No, there isn't likely to be a bromine shortage.
The US is a major producer of bromine.[1] It's not at all rare. It's just that the cheapest source is the Dead Sea, because that's concentrated brine. There are bromine wells in Arkansas. It's a by-product from some oil wells. It's in seawater. In California alone, the Salton Sea and the SF salt evaporator ponds are potential sources.
If the price goes up, the use of bromine for pool chemicals and fracking fluids will be affected long before the semiconductor industry.
[1] https://pubs.usgs.gov/periodicals/mcs2026/mcs2026-bromine.pd...
The problem is high-quality hydrogen bromide, from the article.
"Critically, ICL’s hydrogen bromide gas production, including the semiconductor-grade output supplied to South Korean fabrication plants, is manufactured at the same Sodom facility where extraction occurs, meaning extraction and conversion infrastructure are co-located in the same vulnerable corridor."
The US production in your linked article is listed as "W". This is explained as "Withheld to avoid disclosing company proprietary data". But imports consistently exceed exports, so it appears that US production is not likely to make up a global shortfall.
That's not what the article is talking about as a chokepoint, and it does describe US bromine production.
Dow Chemical operates brine wells from which it extracts bromine in the middle lower peninsula of Michigan as well. Around Mt. Pleasant, St. Louis, and Midland. Besides all the uses you listed, it's also widely used as a fire retardant.
In 1973, Velsicol Chemical Corporation, who was operating in St. Louis, Michigan at the time, was manufacturing Polybrominated biphenyl fire retardant, as well as animal feed supplements. They were bagged similarly, and PBBs were accidentally shipped into the food supply. Which led to the largest livestock culling in US history at the time. https://www.michigan.gov/mdhhs/safety-injury-prev/environmen...
> If the price goes up ...
That is what "choke" means in the global economy perspective. Even slight price increase on such material can cause inflation and that's everyone's problem.
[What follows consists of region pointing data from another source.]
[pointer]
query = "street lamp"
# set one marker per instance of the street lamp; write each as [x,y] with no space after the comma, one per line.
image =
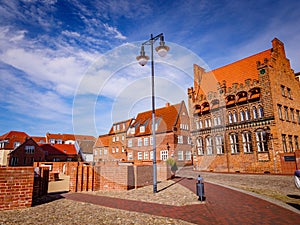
[162,50]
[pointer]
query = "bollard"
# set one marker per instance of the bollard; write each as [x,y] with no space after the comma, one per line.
[200,188]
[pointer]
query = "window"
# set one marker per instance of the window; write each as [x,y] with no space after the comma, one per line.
[234,146]
[180,156]
[14,161]
[151,155]
[282,90]
[261,141]
[207,122]
[129,143]
[247,147]
[292,115]
[230,118]
[180,139]
[209,145]
[247,114]
[234,116]
[188,155]
[279,107]
[29,149]
[298,116]
[289,93]
[146,141]
[189,140]
[142,128]
[140,142]
[219,144]
[242,115]
[140,156]
[260,112]
[286,113]
[200,124]
[284,142]
[254,111]
[164,155]
[296,142]
[130,156]
[291,149]
[146,155]
[200,146]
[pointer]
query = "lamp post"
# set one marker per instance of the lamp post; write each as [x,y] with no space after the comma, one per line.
[162,50]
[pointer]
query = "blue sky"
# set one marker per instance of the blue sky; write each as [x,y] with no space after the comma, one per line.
[69,66]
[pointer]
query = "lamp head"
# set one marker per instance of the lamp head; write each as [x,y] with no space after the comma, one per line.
[142,58]
[162,49]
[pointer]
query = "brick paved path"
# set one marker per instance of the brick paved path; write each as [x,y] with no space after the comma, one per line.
[222,206]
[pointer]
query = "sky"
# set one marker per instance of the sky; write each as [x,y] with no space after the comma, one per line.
[69,66]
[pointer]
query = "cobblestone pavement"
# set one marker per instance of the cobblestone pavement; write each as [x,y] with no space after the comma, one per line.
[175,203]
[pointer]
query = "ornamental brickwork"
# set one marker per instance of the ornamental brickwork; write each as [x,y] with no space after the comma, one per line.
[245,115]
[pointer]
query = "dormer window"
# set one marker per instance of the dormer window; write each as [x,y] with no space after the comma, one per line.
[132,130]
[142,128]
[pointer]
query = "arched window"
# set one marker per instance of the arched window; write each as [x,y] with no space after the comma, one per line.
[247,144]
[260,112]
[234,143]
[219,144]
[254,111]
[242,115]
[261,140]
[230,117]
[247,114]
[209,145]
[200,146]
[234,116]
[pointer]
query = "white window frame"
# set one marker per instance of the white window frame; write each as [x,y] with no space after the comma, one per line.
[140,155]
[233,137]
[164,155]
[180,155]
[180,139]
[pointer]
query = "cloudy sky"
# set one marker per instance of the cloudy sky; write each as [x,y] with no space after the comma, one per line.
[69,65]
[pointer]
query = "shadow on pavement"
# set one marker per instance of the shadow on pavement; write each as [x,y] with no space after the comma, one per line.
[50,197]
[179,179]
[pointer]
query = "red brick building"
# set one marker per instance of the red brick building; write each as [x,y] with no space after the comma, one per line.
[8,142]
[26,154]
[172,135]
[60,152]
[245,115]
[132,141]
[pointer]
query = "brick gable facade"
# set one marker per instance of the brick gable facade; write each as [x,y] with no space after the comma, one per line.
[235,122]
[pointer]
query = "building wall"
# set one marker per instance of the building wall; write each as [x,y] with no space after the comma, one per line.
[16,187]
[21,157]
[272,73]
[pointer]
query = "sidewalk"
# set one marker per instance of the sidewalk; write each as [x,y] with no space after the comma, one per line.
[222,206]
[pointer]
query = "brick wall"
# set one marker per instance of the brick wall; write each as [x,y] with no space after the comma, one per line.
[16,187]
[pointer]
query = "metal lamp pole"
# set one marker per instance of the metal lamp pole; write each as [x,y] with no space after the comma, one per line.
[162,50]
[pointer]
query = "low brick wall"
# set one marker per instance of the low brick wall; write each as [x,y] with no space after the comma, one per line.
[16,187]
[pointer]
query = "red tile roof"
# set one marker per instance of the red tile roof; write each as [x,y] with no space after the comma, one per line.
[236,72]
[102,141]
[166,118]
[59,149]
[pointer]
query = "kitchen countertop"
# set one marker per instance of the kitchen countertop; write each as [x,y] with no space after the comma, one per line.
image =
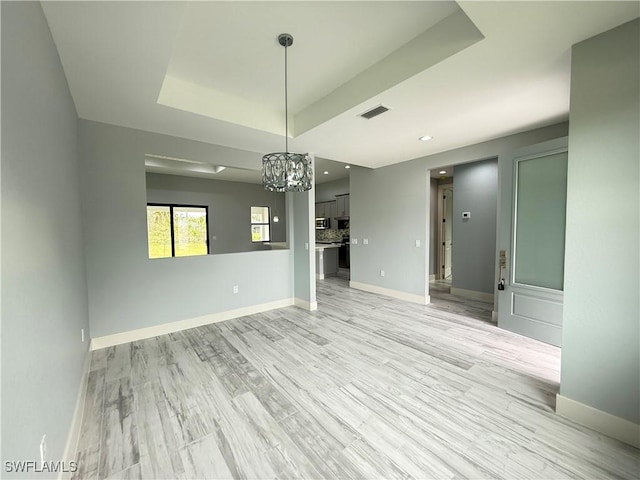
[324,246]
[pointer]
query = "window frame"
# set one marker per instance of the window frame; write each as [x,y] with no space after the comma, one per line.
[268,223]
[171,206]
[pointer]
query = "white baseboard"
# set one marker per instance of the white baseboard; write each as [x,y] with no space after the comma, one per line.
[310,306]
[409,297]
[472,294]
[73,438]
[171,327]
[603,422]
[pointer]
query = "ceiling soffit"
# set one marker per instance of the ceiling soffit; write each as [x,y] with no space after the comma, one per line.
[212,72]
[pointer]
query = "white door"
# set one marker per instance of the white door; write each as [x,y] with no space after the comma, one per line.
[531,240]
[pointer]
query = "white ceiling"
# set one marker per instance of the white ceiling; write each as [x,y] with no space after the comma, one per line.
[462,72]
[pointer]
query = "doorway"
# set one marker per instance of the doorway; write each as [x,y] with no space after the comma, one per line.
[445,232]
[531,241]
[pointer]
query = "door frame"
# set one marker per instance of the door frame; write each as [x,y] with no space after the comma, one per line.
[441,213]
[503,300]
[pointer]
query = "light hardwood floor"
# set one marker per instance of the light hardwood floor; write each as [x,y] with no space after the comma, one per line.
[366,387]
[442,299]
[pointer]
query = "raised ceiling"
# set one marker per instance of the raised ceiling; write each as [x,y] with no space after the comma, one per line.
[462,72]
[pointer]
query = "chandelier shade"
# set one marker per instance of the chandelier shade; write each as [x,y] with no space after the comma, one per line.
[284,171]
[287,172]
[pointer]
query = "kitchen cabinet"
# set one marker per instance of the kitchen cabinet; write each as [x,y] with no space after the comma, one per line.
[326,260]
[342,205]
[326,210]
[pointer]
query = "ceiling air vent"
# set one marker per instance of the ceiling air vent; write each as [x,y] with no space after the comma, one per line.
[374,112]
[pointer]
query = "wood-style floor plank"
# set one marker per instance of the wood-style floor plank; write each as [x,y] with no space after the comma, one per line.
[367,387]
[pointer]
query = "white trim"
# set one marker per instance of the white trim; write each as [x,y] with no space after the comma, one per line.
[603,422]
[472,294]
[171,327]
[71,447]
[305,305]
[409,297]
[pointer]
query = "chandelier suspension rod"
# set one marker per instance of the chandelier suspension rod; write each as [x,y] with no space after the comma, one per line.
[286,102]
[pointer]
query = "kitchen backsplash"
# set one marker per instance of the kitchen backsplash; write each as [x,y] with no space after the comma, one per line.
[331,235]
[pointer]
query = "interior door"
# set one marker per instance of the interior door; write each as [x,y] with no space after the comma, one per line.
[447,229]
[531,240]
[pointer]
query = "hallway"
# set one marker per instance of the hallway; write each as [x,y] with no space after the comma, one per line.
[442,299]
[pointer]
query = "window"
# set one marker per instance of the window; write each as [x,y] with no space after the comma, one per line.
[260,228]
[177,230]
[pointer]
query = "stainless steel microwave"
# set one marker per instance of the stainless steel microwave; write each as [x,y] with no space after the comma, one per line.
[322,223]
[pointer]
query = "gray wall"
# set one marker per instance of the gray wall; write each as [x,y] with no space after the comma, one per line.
[127,290]
[474,240]
[600,338]
[229,208]
[44,295]
[326,192]
[391,207]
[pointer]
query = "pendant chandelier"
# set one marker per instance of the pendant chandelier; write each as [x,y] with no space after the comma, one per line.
[284,171]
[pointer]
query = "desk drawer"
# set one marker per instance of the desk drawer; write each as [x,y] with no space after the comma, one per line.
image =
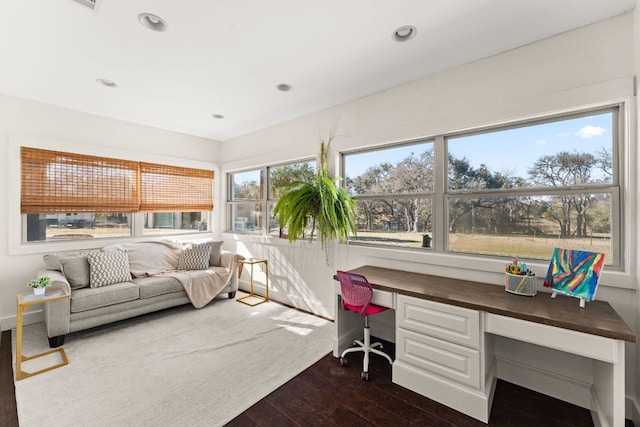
[445,359]
[448,322]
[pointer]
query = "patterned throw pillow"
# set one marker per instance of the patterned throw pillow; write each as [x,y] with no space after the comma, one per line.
[216,254]
[195,256]
[76,269]
[107,268]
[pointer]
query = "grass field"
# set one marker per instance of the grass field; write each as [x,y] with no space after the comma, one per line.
[509,246]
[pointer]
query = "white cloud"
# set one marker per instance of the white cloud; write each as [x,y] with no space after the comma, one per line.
[590,132]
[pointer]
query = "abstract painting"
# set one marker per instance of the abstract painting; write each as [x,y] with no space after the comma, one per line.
[574,272]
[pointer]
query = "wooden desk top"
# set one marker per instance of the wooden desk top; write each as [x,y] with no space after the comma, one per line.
[598,318]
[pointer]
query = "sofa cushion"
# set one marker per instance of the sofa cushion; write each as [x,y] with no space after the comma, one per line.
[90,298]
[216,254]
[107,268]
[150,258]
[76,270]
[195,256]
[158,285]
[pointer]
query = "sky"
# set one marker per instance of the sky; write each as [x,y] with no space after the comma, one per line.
[512,150]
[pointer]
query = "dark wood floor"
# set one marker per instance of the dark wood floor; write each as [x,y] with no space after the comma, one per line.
[8,411]
[327,394]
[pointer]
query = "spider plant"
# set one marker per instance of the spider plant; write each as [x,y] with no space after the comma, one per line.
[317,203]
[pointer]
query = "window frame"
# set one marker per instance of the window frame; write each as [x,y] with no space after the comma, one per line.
[266,200]
[441,193]
[17,230]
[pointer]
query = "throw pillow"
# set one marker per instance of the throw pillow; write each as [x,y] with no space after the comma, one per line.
[76,270]
[195,256]
[150,258]
[51,260]
[107,268]
[216,254]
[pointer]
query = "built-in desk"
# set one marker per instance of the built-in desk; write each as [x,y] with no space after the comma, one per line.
[445,328]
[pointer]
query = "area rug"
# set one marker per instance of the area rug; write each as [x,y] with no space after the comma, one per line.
[179,367]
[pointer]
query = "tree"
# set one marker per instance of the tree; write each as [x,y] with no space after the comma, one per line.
[566,169]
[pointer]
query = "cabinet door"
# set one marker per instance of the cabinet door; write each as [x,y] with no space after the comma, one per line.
[450,323]
[446,360]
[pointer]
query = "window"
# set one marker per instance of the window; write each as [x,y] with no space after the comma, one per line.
[68,196]
[517,190]
[393,191]
[524,190]
[247,198]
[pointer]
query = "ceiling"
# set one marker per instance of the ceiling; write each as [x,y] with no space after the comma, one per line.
[226,57]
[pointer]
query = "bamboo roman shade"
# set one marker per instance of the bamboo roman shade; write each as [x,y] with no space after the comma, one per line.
[56,182]
[169,188]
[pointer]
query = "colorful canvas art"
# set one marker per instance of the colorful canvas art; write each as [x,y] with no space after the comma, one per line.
[576,273]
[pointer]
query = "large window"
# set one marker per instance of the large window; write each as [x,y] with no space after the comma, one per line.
[393,190]
[253,192]
[517,190]
[68,196]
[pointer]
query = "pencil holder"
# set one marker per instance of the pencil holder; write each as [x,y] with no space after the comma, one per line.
[520,285]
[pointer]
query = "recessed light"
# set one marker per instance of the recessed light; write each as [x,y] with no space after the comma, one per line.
[404,33]
[152,22]
[105,82]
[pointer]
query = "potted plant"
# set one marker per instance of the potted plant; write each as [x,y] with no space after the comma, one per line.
[317,203]
[40,284]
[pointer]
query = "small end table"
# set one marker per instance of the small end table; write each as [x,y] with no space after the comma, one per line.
[26,300]
[252,262]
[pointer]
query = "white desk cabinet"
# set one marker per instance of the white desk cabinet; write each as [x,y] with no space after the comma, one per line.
[445,331]
[439,354]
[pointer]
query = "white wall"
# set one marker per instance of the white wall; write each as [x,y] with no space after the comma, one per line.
[590,66]
[634,410]
[66,130]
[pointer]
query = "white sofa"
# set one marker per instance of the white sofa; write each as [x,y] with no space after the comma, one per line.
[122,281]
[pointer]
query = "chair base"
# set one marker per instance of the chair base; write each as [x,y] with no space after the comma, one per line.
[366,347]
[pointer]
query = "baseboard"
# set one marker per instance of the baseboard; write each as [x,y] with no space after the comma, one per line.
[29,318]
[546,382]
[633,410]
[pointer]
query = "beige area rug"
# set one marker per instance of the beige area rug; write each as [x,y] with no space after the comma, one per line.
[181,367]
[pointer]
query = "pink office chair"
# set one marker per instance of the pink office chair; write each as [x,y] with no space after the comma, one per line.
[356,295]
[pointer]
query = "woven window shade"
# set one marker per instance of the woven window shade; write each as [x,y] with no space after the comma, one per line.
[169,188]
[56,182]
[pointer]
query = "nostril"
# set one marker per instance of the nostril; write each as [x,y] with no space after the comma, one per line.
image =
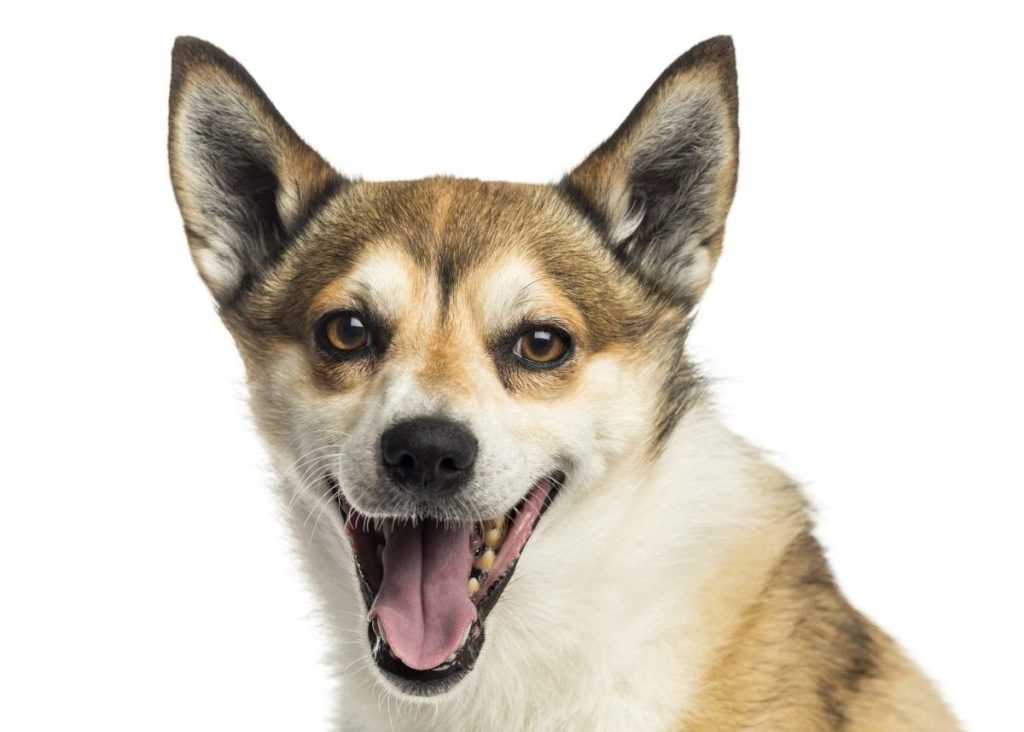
[428,456]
Part of the real confusion people have is - so many things about current trade are due to "current economic decision making". That is, something isn't rare or unable to be done elsewhere but that it's been done this way for efficiency of all involved.
There's often a really weird undercurrent of nationalism that springs up in these dicussions as if its' "a country" that does something well as a function of being that country, not as a function of an economic opportunity and ramp up.